Peut-être serait-il utile dans ce cadre de déplacer la charge de cette sécurisation sur une tierce
personne, autre que les trois acteurs intervenants directement dans l'opération. Ainsi un tiers garant
ou certificateur pourrait prendre en charge, moyennant une rémunération sur les transactions, la
vérification des sites, la fiabilité des informations déposées par les usagers, la fiabilité des acteurs, la
sécurisation des paiements et le règlement des différends. Pourrait également être renforcée
l’implication des assureurs, comme l’ont proposé MM. Le Corroller et Vrignaud, notamment par la
souscription d’une assurance groupe souscrite par la plateforme internet au service de ses membres,
et/ou par des partenariats entre les plateformes et les sociétés d’assurance.

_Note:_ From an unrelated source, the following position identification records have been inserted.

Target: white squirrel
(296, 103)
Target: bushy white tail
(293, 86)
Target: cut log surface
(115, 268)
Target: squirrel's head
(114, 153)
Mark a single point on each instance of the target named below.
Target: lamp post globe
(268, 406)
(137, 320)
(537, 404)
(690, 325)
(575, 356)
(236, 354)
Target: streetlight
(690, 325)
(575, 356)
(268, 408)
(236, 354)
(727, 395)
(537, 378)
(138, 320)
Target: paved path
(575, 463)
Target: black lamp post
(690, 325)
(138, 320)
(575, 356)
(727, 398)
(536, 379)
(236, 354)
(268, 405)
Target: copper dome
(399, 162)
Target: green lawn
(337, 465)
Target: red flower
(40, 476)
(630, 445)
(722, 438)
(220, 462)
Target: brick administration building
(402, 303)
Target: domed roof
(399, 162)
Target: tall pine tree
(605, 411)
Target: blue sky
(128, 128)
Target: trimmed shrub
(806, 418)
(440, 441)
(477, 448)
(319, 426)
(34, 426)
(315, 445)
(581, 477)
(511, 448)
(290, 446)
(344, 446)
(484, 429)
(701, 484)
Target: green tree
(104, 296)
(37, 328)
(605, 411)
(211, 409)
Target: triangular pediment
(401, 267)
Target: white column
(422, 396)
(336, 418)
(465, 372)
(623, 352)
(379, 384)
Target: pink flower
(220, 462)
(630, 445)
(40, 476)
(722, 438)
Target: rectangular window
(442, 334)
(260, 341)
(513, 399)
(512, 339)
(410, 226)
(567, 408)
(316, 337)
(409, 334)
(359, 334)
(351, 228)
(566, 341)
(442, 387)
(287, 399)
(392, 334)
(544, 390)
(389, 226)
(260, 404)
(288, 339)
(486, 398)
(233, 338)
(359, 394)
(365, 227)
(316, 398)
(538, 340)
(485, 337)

La consommation collaborative réinvente et amplifie un modèle vieux de plus de 2000 ans. Déjà
présent dans l’Évangile selon Saint Jean35, « What’s mine is yours » est aujourd’hui le message
qu’adresse Rachel Botsman, grande prêtresse de la consommation collaborative, aux
consommateurs du monde entier. Laïcisée, cette expression pourrait devenir un mode de
consommation majeur pour la société de demain ; mais pour cela, le droit doit réussir cet exploit de
protéger les particuliers acteurs de cette consommation, sans pour autant freiner ou entraver leur
désir de liberté.
34
Juriscl. Europe, Fasc. 2011, « Intérêts économiques des consommateurs. Contrats spécifiques », n°26 ; C.
Aubert de Vincelles, Adoption, enfin, de la directive sur les droits des consommateurs ! : RDC 2011, p. 1224 ;
RTDE 2011, p. 621 s. ; A. Debet, La directive 2011/83/UE du 25 octobre 2011 : de nouvelles règles européennes
encadrant les contrats à distance : Comm. com. électr. 2012, étude 8 ; G. Paisant, La directive du 25 octobre
2011 relative aux droits des consommateurs : JCP G 2012, 62 ; L. Lestienne-Sauvé, La directive européenne de
2011 sur les droits des consommateurs et le droit européen des contrats : JCP E 2012, 1072 ; G. Raymond,
Directive consommateurs n° 2011/83/UE du 25 oct. 2011 : Contrats, conc., consom. 2012, étude 3.
35
« Tout ce qui est à moi est à toi, et ce qui est à toi est à moi », Chapitre 17.